1. One council has at one time been inefficient

2. There was at least two incidences of dodgy dealing (presumably uncovered and those responsible removed from the job and charged, or voted out at the next election).

3. Some but not all types of a different road change cause problems for ambulances

Um, I'm struggling to see how this bears any relation to whether or not the numbers are showing 20mph limits causing more accidents.

The first two are failures with the administrative system and nothing to do with a specific issue. The last one is road-related at least but only touches on the 20mph limit in the sense that it's often used alongside it.

Honestjohn    on 4 July 2014

The point made by RK was already made in the copy above, but not in the IAM release, so RK is obviously responding to the IAM release without reading the HJUK copy.

EndlessWaves    on 4 July 2014

It's still very misleading.

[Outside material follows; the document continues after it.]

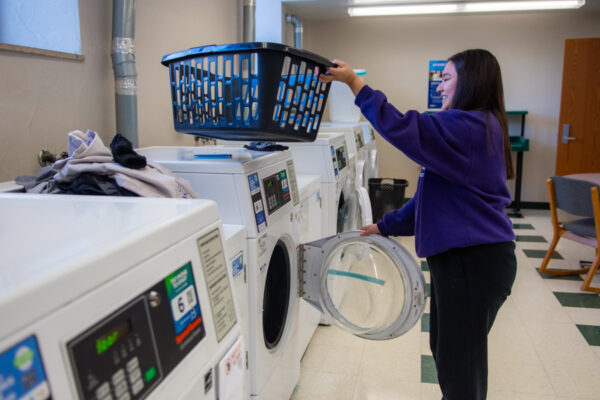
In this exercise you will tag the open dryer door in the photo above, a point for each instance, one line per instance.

Take the line:

"Even though the decrease in 30 zone accidents is partially because some have been displaced by 20 zones, the imposition of 20 zones has still led to a significant increase in accidents. "

To me that sounds like there were more accidents.

Going by RAS3006 we have:
437 serious accidents on 20mph roads increased by 29% since the previous year.
12,158 serious accidents on 30mph roads decreased by 8% since the previous year.

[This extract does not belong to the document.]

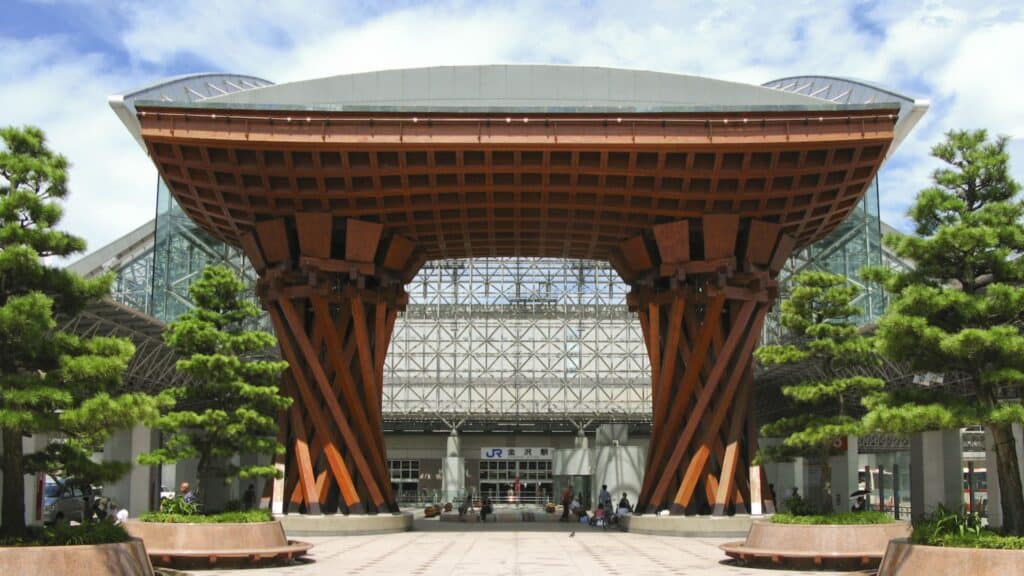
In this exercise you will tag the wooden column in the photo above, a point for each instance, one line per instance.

So that means the previous year had 339 serious accidents on 20mph roads and 13,131 serious accidents on 30mph roads.

That's 13470 accidents in the previous year and 12595 accidents in the latest year, a reduction in 875 accidents on 20mph and 30mph roads combined.

I'm failing to see how the imposition of 20mph zones (on 30mph zones) has led to a 'significant increase in accidents'.

Now, if you were comparing an identical set of roads between one year and the next then the 29% increase would be a worrying number but you haven't even reported how the mileage of 20mph zones has changed, let alone discounted any factors that might unduly effect 20mph roads.

A 29% increase in accidents on 20mph roads means there were less accidents if the number of 20mph roads increased by more than 29%

The 'previous year' was 2012 so it could even be that the road closures for the Olympics and Jubilee has a significant effect on the numbers. But I'm sure you can think of much more likely factors that might influence roads that are given a 20mph speed limit more than other roads (road narrowing, speed bumps etc.)

We don't even know how much they vary year by year, perhaps 90 more serious accidents across the entire country from one year to the next is perfectly normal chance variation.

I'm not arguing one way or the other, it may well be that 20mph speed limits are preventing accident numbers from dropping as fast as they would otherwise, or are not changing the numbers significantly and wasting money.

I'm just pointing out that comparing two numbers without accounting for all the other relevant data doesn't tell you anything.

Robwiz    on 4 July 2014

This is spin. It was never claimed that 20 mph speed limits would reduce collisions. The justification for 20 mph zones is that they reduce fatalities, because the probability of a pedestrian surviving if hit at 20 mph is 80%, vs only 20% at 30 mph.

In most urban situations a reduction to 20 mph has no impact on journey times because the average traffic speed remains unchanged. There is, however, a reduction in wasteful acceleration and braking between junctions.

JulianTheSceptic    on 4 July 2014

The experience of localities like Islington and Bath is that drivers tend to ignore the limits.

Police forces like Kent have urged against 20mph zones, and Sussex have suggested that they won't police the zones with any priority. I think that this puts the idea into perspective.

The experience of Portsmouth was that some types of casualties went up, some went down.

20mph zones are still a daft idea because they are a substitute for proper road user education. However if the EU succeeds in getting spy systems built into cars (such as for road pricing), then the authorities will love the prospect at automatic fines every time a speedo drifts above 20, even though there was no danger.